Medizinischer Sauerstoff in den meisten Krankenhäuser des globalen Südens nicht selbstverständlich

Doch während in Ländern mit hohem Einkommen medizinischer Sauerstoff als selbstverständlich angesehen und über ausgeklügelte Rohrleitungssysteme in die Wände jedes Krankenhauszimmers eingebaut wird, ist dies in den allermeisten Krankenhäusern, in denen wir von Ärzte ohne Grenzen arbeiten, nicht der Fall. Sauerstoffkonzentratoren erfordern eine stabile Stromversorgung. Oder wir müssen Sauerstoff in Flaschen beziehen, was keine praktische Lösung für eine Krankheit ist, bei der die Patienten ihn tage- oder wochenlang benötigen.”

Ärzte ohne Grenzen versucht derzeit in einigen Ländern die Möglichkeiten der Intensivpflege auszubauen. In Burkina Faso soll eine neue Produktionsanlage Sauerstoff in großen Mengen für mehrere Dutzend Patienten gleichzeitig produzieren. Wo es nur geringe Intensivpflegekapazitäten gibt, besteht eine zentrale Herausforderung darin, Patienten ohne den Einsatz invasiver Techniken mit ausreichend Sauerstoff zu versorgen. Im Krankenhaus Point G in Mali beispielsweise soll ein an die Wand montiertes Versorgungssystem Sauerstoff direkt an das Bett der Patienten liefern.

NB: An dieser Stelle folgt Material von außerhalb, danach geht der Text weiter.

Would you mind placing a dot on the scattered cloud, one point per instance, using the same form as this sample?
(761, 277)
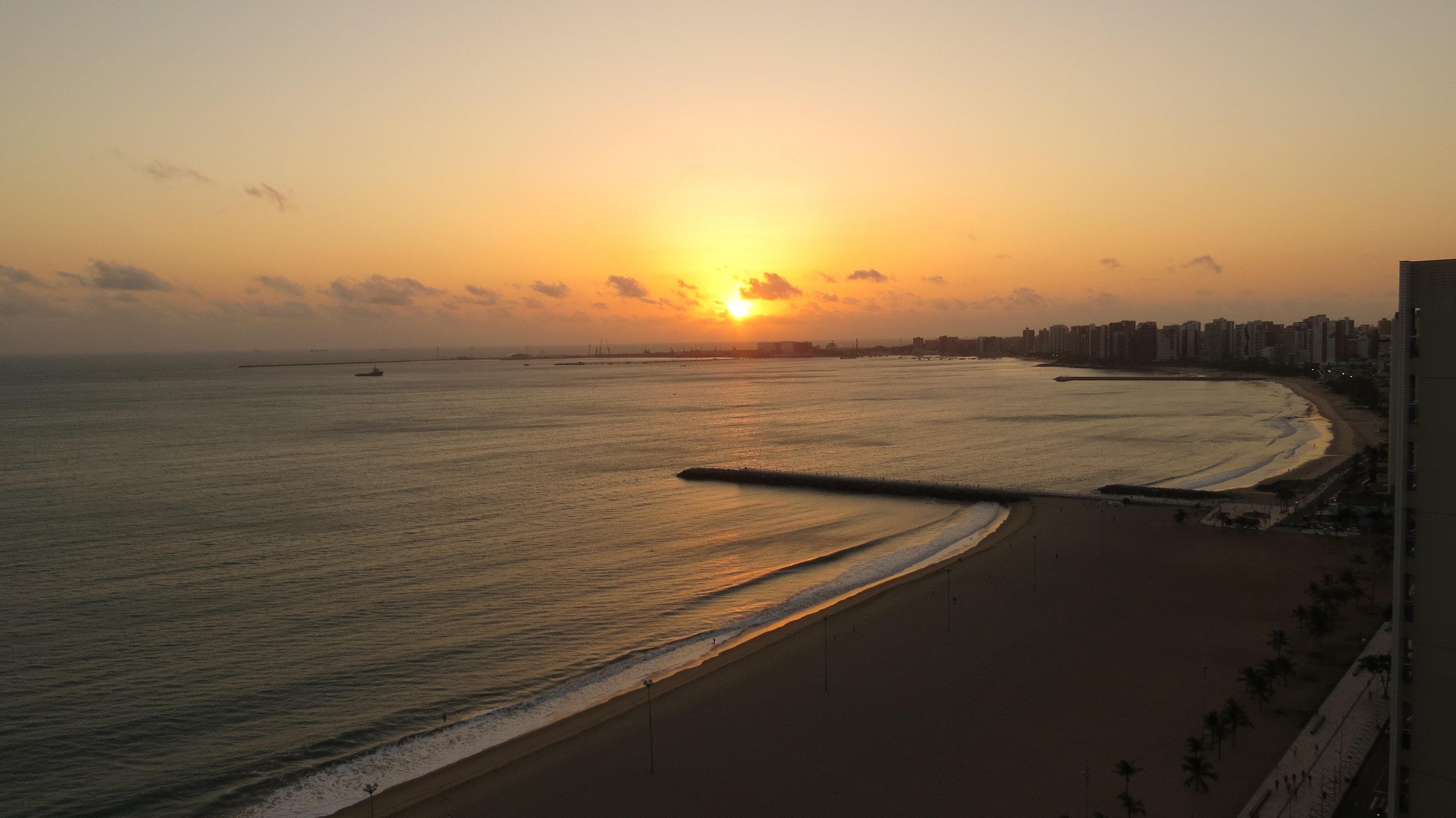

Ärzte ohne Grenzen in mehr als 50 Ländern gegen Covid-19 im Einsatz

Die Teams von Ärzte ohne Grenzen haben mittlerweile in mehr als 50 Ländern weltweit spezifische Hilfsprogramme gegen das neuartige Coronavirus gestartet - zur Prävention von Covid-19, zur Infektionskontrolle, zur Behandlung von Patienten und zur Sicherstellung einer Corona-sicheren regulären Gesundheitsversorgung. In allen der mehr als 70 Einsatzländer weltweit haben sie ihre laufenden medizinischen Programme an die neue Situation angepasst und helfen somit Menschen im Kampf gegen Covid-19.